Investigating the Avalanche Effect of Various Cryptographically Secure Hash Functions and Hash-Based Applications

Abstract

In modern cryptography, hash functions are considered as one of the key components for secure communication. They play a vital role in a wide range of applications such as ensuring the authentication and integrity of the data, in forensic investigation, password storage, random number generations for unique session keys, and for creating a unified view in blockchain. The Avalanche effect (also known as diffusion) is an important characteristic of a hash function where a minor change in the hash function's input will result in a significantly different output. The absence of this property implies that the hash function is vulnerable to various attacks such as collision attack, length extension attack, and preimage attack.
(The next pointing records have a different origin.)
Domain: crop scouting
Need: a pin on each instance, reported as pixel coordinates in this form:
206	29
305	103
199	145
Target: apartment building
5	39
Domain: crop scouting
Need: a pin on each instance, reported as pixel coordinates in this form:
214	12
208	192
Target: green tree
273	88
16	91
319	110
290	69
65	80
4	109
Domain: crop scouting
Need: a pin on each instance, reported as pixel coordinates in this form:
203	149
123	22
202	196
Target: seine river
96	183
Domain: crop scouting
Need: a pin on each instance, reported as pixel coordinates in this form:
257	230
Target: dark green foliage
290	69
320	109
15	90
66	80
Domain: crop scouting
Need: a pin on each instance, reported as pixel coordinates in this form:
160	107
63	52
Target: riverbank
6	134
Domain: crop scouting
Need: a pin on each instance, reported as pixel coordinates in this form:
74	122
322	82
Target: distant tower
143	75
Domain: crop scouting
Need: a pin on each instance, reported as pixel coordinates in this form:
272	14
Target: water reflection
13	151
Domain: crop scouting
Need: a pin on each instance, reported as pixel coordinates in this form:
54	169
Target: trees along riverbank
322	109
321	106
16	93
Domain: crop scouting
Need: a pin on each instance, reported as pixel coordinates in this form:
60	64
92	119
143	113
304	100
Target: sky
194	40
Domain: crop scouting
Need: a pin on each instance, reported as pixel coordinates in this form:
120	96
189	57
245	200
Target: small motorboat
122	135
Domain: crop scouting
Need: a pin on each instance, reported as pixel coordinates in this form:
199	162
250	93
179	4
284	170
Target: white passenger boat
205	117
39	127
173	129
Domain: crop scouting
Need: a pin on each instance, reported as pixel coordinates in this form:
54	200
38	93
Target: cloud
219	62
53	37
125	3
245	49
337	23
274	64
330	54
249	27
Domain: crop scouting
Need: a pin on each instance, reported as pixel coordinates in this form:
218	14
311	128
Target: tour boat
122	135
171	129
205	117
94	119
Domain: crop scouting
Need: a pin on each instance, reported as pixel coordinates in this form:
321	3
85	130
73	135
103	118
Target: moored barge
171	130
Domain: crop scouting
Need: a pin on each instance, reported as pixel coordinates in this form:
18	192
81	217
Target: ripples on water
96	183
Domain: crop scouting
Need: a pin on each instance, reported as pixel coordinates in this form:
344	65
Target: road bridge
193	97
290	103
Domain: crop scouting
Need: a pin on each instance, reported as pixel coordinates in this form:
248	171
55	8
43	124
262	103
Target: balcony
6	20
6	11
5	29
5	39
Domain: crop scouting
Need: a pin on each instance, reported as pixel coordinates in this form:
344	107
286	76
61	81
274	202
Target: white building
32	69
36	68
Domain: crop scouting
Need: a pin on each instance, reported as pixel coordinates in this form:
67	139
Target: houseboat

Through this research, we have investigated the Avalanche effect of sixteen hash functions and two hash-based applications, namely Hash-based Message Authentication Code (HMAC) and Public Key Cryptography Standards (PKCS). To measure the performance of these hash functions and hash-based applications, we have implemented a generic circuit using CrypTool for automating the simulation process for multiple trials. Simulation results indicate that around half of the inputs of each hash function failed to exhibit the Strict Avalanche Criterion (SAC) and, Bit Independence Criterion (BIC). Moreover, we ranked the hash functions based on Multi Criteria Decision Metrics (MCDM) using intermediate states of simulation results. Furthermore, a total of fifteen statistical tests were carried out to evaluate the randomization property of the hash functions using NIST (National Institute of Standards and Technology) toolkit. This study is aimed to open up a future scope of research to the need for improvement of various hash functions by analyzing the randomization and non-correlation properties of existing functions in terms of the Avalanche effect.